After another good round of detoxing this summer, I was slowly coming out into the world and sampling alcohol again. And carbs. One of the first memorable experiences after the successful 21-day detox of no caffeine, alcohol, or grains/bread of any kind (seriously weird how great that feels) involved stopping by a friend's house to sample something that sounded just too good to refuse: freshly-made salsa accompanied by a newly crafted cocktail she had created (infused vodka, cucumber, plus basil for healthy herbal freshness).
That sounded so good it got me out of bed after a nap, which had been required after some light holiday day drinking earlier in the day with the neighbors.
The spread that awaited me was pretty much how I could eat every day. Snacks. But gorgeous ones of textures and colors that I just don't have around my house everyday.

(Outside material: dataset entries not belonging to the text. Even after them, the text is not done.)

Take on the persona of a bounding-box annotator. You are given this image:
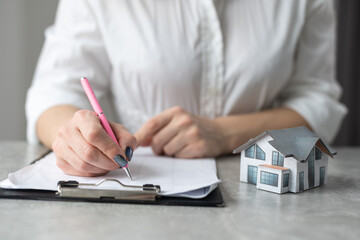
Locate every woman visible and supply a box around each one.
[27,0,346,176]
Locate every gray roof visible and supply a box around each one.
[233,126,336,162]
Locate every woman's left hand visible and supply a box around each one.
[134,107,225,158]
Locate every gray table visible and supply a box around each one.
[0,141,360,240]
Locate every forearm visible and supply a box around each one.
[214,108,311,154]
[36,105,79,148]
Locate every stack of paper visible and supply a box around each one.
[0,148,220,198]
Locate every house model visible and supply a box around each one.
[233,127,336,194]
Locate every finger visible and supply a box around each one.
[109,122,137,161]
[135,108,176,146]
[73,110,125,166]
[66,126,119,172]
[53,138,108,175]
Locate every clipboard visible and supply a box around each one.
[0,179,225,207]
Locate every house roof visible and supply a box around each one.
[233,126,336,162]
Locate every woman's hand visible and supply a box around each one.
[52,110,137,176]
[135,107,224,158]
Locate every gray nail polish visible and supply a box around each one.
[114,154,127,168]
[125,147,133,161]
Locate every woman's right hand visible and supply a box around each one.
[52,110,137,177]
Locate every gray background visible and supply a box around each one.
[0,0,360,145]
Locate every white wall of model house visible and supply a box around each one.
[240,135,328,193]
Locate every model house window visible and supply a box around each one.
[272,151,284,167]
[255,145,265,160]
[283,173,289,187]
[245,144,265,160]
[260,171,278,187]
[315,147,322,160]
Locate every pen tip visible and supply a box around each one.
[123,167,132,181]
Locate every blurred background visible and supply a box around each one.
[0,0,360,146]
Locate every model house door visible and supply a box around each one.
[307,149,315,188]
[320,167,325,185]
[299,172,304,192]
[248,165,257,185]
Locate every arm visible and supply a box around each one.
[135,107,309,158]
[36,105,79,149]
[26,0,136,176]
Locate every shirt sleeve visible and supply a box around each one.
[25,0,110,143]
[280,0,347,142]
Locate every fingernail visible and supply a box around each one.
[125,147,133,161]
[114,154,127,168]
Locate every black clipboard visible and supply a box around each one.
[0,179,225,207]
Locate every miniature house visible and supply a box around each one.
[233,127,336,194]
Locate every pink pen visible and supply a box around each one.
[81,77,132,180]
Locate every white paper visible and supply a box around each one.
[0,148,220,198]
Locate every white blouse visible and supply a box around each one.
[26,0,347,142]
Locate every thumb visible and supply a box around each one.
[134,130,152,147]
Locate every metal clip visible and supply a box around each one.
[57,179,161,201]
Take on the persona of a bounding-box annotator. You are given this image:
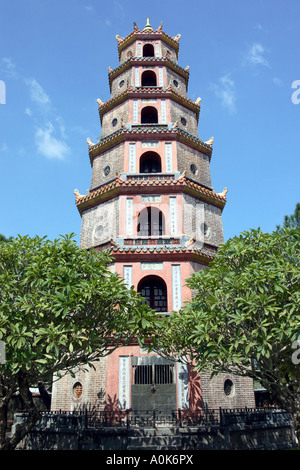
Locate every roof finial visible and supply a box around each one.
[143,17,153,31]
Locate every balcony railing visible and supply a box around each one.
[15,408,292,428]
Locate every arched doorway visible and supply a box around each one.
[141,106,158,124]
[137,276,168,312]
[142,70,157,86]
[140,152,161,173]
[137,206,165,237]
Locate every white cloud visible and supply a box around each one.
[272,77,282,86]
[211,75,236,114]
[0,57,16,77]
[35,122,70,160]
[245,42,270,67]
[25,78,51,106]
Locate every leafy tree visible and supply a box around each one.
[0,235,156,449]
[283,202,300,230]
[0,233,13,242]
[152,228,300,437]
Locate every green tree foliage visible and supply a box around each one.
[154,228,300,440]
[283,202,300,230]
[0,235,156,449]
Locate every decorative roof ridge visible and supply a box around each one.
[97,83,201,118]
[87,122,213,161]
[116,23,181,56]
[108,57,190,89]
[74,171,228,206]
[102,245,217,260]
[108,56,190,77]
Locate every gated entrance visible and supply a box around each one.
[131,356,177,411]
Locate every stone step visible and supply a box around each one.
[127,445,181,450]
[128,430,181,450]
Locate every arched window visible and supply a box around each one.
[138,276,168,312]
[143,44,154,57]
[140,152,161,173]
[141,106,158,124]
[137,207,165,237]
[142,70,157,86]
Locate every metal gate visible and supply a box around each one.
[131,356,176,411]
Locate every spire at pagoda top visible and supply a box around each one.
[143,18,153,31]
[116,17,181,56]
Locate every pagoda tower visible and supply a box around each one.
[52,19,255,410]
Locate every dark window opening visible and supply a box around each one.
[137,207,165,237]
[132,364,175,385]
[140,152,161,173]
[141,106,158,124]
[142,70,157,86]
[138,276,168,312]
[143,44,154,57]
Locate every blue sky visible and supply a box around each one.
[0,0,300,241]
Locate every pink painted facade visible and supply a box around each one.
[53,21,254,410]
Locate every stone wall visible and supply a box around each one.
[17,411,298,455]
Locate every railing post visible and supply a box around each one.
[178,408,182,428]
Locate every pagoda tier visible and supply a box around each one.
[52,19,254,415]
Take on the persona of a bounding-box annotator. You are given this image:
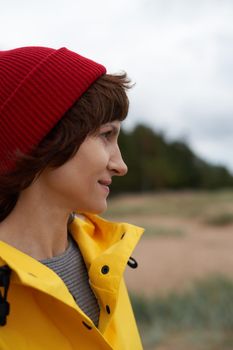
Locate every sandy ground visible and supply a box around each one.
[125,216,233,296]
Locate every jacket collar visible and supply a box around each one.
[0,214,144,331]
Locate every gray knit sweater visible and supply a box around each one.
[40,236,100,327]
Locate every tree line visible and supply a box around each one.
[112,124,233,193]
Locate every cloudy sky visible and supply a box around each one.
[0,0,233,173]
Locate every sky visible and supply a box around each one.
[0,0,233,174]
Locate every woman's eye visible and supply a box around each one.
[101,130,112,139]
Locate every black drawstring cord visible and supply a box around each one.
[0,265,11,326]
[127,256,138,269]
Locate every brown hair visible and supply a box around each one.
[0,73,130,221]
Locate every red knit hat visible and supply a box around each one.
[0,46,106,174]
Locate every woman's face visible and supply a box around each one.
[40,121,127,214]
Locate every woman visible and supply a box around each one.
[0,47,143,350]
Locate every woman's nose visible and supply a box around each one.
[109,147,128,176]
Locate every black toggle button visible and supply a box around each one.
[101,265,109,275]
[127,256,138,269]
[82,321,92,330]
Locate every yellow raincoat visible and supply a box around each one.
[0,214,143,350]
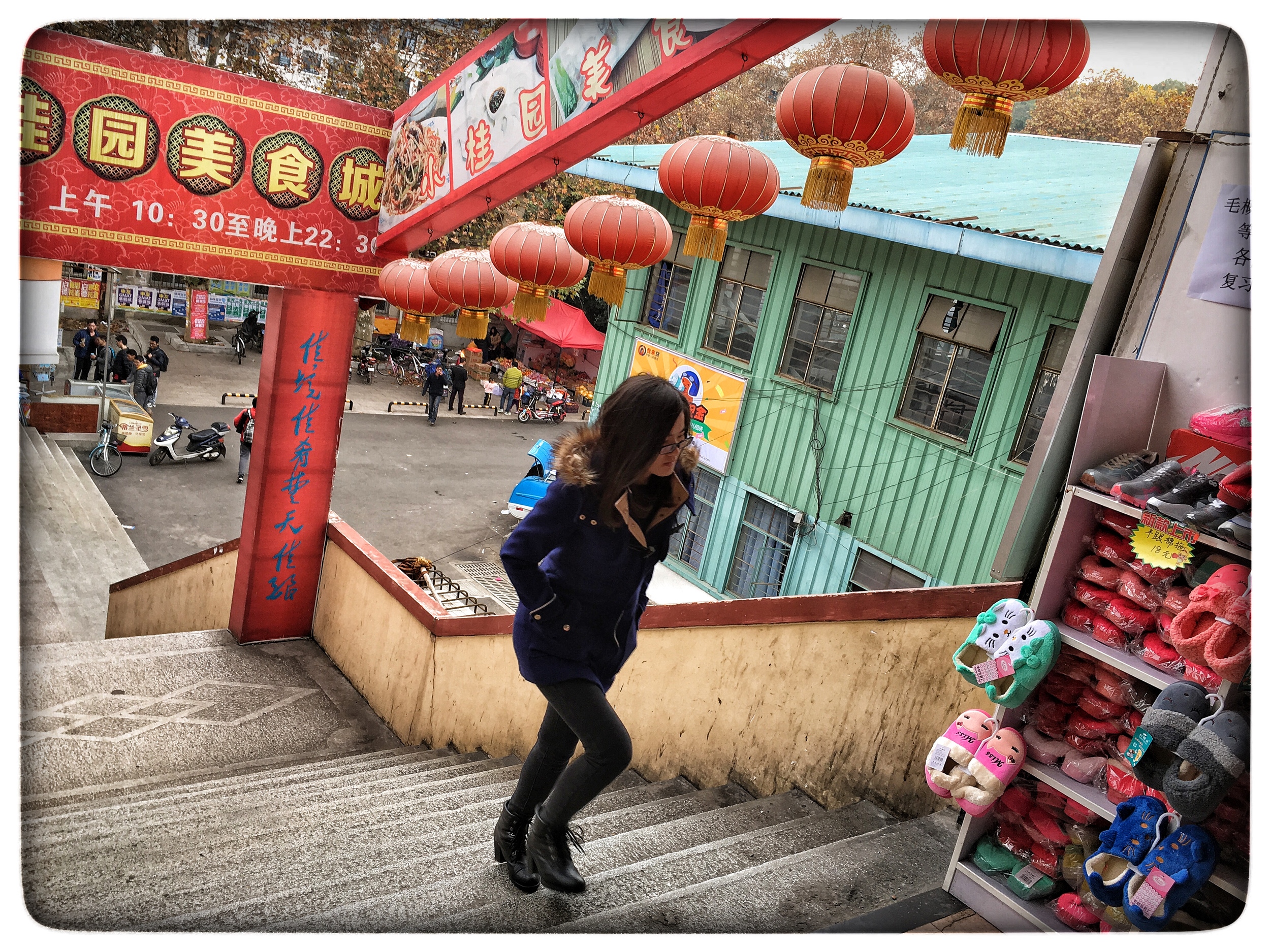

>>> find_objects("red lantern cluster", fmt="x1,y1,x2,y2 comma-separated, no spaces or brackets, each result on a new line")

Not only was there salsa mexicana (upper right), but also a bowl of peanuts and pumpkin seeds fried with garlic and chiles de árbol (bottom left). I went to town on the peanuts and pumpkin seed combo pretty quickly.
And then there was that cocktail.
On my arrival she was in prep phase: chopping the lovely multi-colored tomatoes into the salsa, and then effortlessly but patiently chopping the onions into perfect tiny little squares. Someone was sent to the store for more chips. "Really...I did not mean to be such a bother...." as I eyed the bowl overflowing with big beautiful colors and could not wait to dig in.
I then exclaimed, as the bowl filled up with all that color: "Check that out. All the colors of the Mexican flag!" I am surprised she did not disown me as a friend right then (I have a masters in Latin American Studies after all). Right, she says: thus the name "Salsa Mexicana."
It was spicy. Really spicy. And I could not get enough of it.
All too soon, or maybe just in the nick of time, there was nothing left.
I did not feel too badly that my 21-day purification cleanse of no bread ended with a few chips. The chips were just the vehicle for scooping all that up.
I tried the same concoction chez moi a few days later. Disaster. None of that tangy fresh addictive spiciness. My problem, I would find out from the expert, was that I used some lame jalapenos. I should have used serranos. And I probably should have paid closer attention to getting the salt and lime juice proportions right. The recipe is easy. It is the execution of chopping just right, and adding everything in the right proportions, that can be tricky for the newbie. This is all you need after all:
tomatoes
serrano peppers
onions
cilantro
freshly-squeezed lime juice
salt
When I finally tried it again, victory was mine. And I had some pretty painful burning on the left hand from the serrano-chopping to prove it. (Be very careful with the serranos. Soaking the left hand in milk worked pretty well to cool the burn. And another reader recommended yogurt.)
Peanuts and pumpkin seeds fried in garlic with chiles ... for the next dinner party.